El estudio de la doctrina anarquista auténtica, tal y como se formó en el siglo XIX, pone al descubierto que la Anarquía no es ni desorganización, ni desorden, ni desmenuzamiento, sino la búsqueda de la verdadera organización, de la verdadera unidad, del verdadero orden, de la verdadera centralización, que no puede residir ni en la autoridad, ni en la coerción, ni en un impulso ejercido de arriba abajo, sino en la asociación libre, espontánea, federalista, que asciende de lo bajo hacia lo alto. En cuanto al estudio de las revoluciones de Rusia y España y del papel que en ellas tuvieron los anarquistas, demuestra que, a la inversa de la leyenda
inexacta acreditada por algunos, aquellas grandes y trágicas experiencias dan la razón en gran parte al socialismo libertario en contra del socialismo que yo llamaría “autoritario”. En la cincuentena de años que sigue a la Revolución rusa y la treintena de años que sigue a la Revolución española, el pensamiento socialista de todo el mundo ha permanecido más o menos obnubilado por una caricatura del marxismo, atiborrado de sus dogmas. En particular, aunque la
querella intestina entre Trotski y Stalin, hoy conocida mejor por el lector de vanguardia, contribuyó a sacar al marxismo-leninismo de un conformismo esterilizante no hizo, sin embargo, toda luz sobre la Revolución rusa, porque no apuntó -porque no podía apuntar- al fondo del problema.
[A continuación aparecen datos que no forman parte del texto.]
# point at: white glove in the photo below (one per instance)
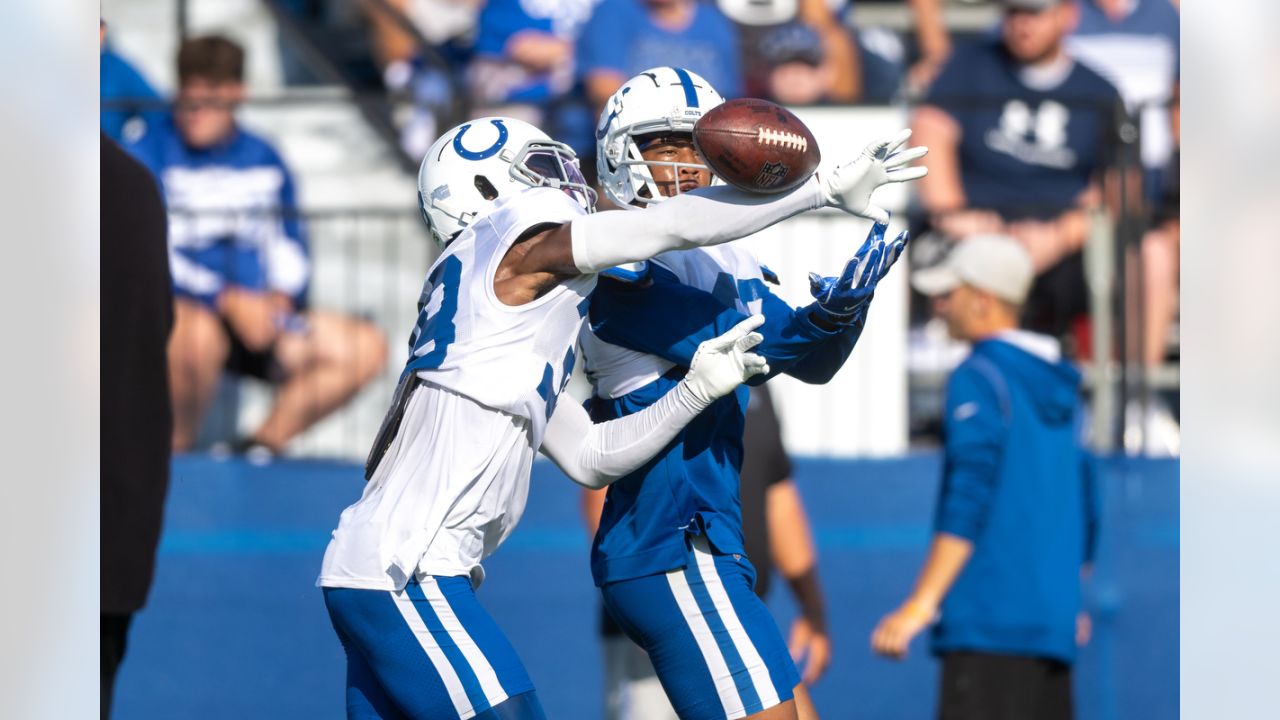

Para Volin, historiador libertario de la Revolución rusa, hablar de una “traición” a la Revolución, como hace Trotski es una explicación insuficiente: ¿Cómo pudo ser posible esa traición tras una victoria revolucionaria tan hermosa como completa? Esta es la verdadera pregunta (...). Lo que Trotski llama traición es, en realidad, el efecto inevitable de una lenta degeneración debida a métodos falsos (...). La degeneración de la Revolución (...) fue la que
trajo a Stalin y no fue Stalin el que hizo degenerar la Revolución. ¿Acaso Trotski -pregunta Volin- no hubiera podido “explicar” el verdadero drama, puesto que él mismo junto con Lenin había contribuido a desarmar a las masas?.
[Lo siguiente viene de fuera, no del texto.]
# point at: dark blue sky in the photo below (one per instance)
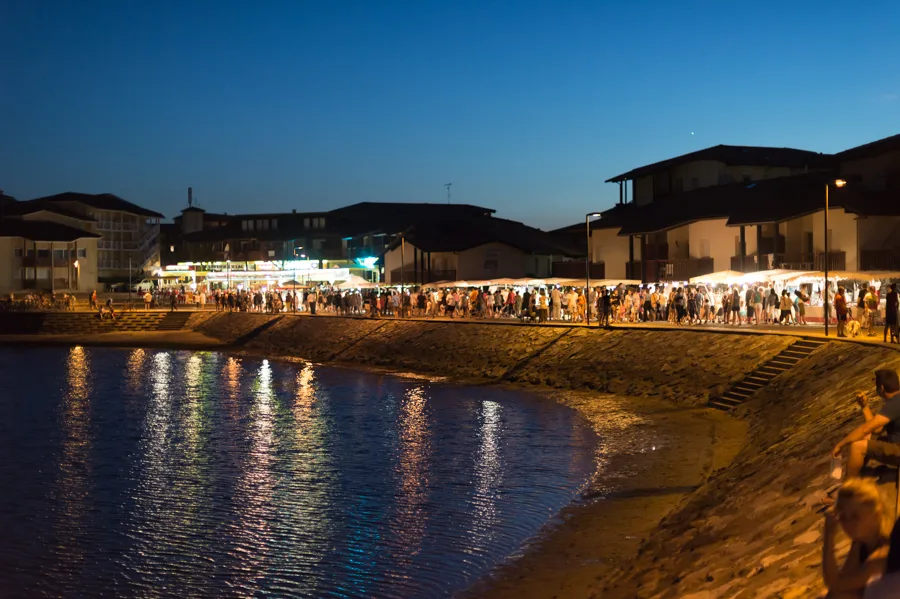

Es discutible la afirmación del malogrado Isaac Deutscher, según la cual la controversia Trotski-Stalin va a “proseguir y repercutir durante todo el siglo”. El debate a abrir y a proseguir no es el de los sucesores de Lenin, ya superado, sino el que enfrenta socialismo autoritario y socialismo libertario. El anarquismo salió hace poco del cono de sombra al que lo relegaban sus adversarios. El ejemplo de Yugoslavia, particularmente, en su intento de levantar
el cerco de hierro de un sistema económico demasiado centralizado y burocrático, al redescubrir los escritos de Proudhon, es un síntoma, entre otros, de esta resurrección.
En la búsqueda de sus formas más eficientes se ofrecen a los hombres de hoy, apasionados por la emancipación social, los materiales de un nuevo examen. Y quizá de una síntesis, a la vez posible y necesaria entre dos pensamientos igualmente fecundos: el de Marx y Engels y el de Proudhon y Bakunin. Pensamientos, por otra parte, contemporáneos en su floración, y menos distantes entre sí de lo que podría creerse: Errico Malatesta, el gran teórico y luchador anarquista italiano, observó que casi toda la literatura anarquista del siglo XIX estaba impregnada de marxismo. Y a la inversa, el pensamiento de Proudhon y Bakunin contribuyó en no poca medida a enriquecer el marxismo.